Once a new customer to your organisation’s website has become a regular client, he is probably going to arrive via a bookmark to the home page, but a new client could arrive via any page that a search result could direct him. The home page of your organisation’s website may not be the one with the highest search engine positioning. This is why you need to apply search optimization to the whole website.
Part of the use of search engine optimisation techniques should be to review the site pages and determine which keywords to emphasise and where. Search keywords should be coupled with the page on your organisation’s website with the information most meaningful to the prospective consumer’s requirements. A visitor to your website will have a better experience if he does not have to go trailing through several pages when the search engine listing could have directed him to a more appropriate page.
Another part of the search engine optimisation method is to build awareness of your site through the dissemination of features across the internet. These features usually include references to specific pages on your organisation’s website anchored to the keywords you have decided to emphasise. Again, those references do not have to be directed to the website’s home page. The features are used to create content that add meaningful references to your organisation’s website and raise the profile or your site with the search engines, and contribute to the gathering of backlinks from the receiving article banks and blogs, and these all contribute to the reputation of the website’s pages to the search engines. These backlinks will be coupled with many different pages, and not just the organisation’s home page.
It is even possible for an organic search to visit your organisation’s website to arrive/ on a page that is right, using the keywords that are meaningful often enough to make the search engines notice but in a way that still reads properly. Including keywords too often can cause problems with the search engines. The search engines may have abandoned the dependence on the description metatag because some optimisation specialists have used it unethically in the past by stuffing a description with unimportant keywords. However, it can be argued that the engine’s own guidelines were vague enough to permit the misuse. These days, the search engines use so many criteria to arrive at a search engine positioning that it is still sensible to provide a suitable metatag description just in case.
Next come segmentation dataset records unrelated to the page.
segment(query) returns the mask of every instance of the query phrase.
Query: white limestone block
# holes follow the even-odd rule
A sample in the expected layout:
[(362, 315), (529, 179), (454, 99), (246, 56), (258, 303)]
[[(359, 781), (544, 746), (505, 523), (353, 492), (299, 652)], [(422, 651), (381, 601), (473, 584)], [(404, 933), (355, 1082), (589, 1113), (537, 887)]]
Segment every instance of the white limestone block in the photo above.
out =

It was thought by many people that someone visiting a website would always enter via the home page. Thanks to the ways that search engines operate, a potential customer may land on your organisation’s website via a number of pages, any of which could have a prominent search engine positioning. There are even search optimization consultants who will argue that the home page is the least relevant page on any website. This then is a great incentive to use search engine optimisation properly across all of your website.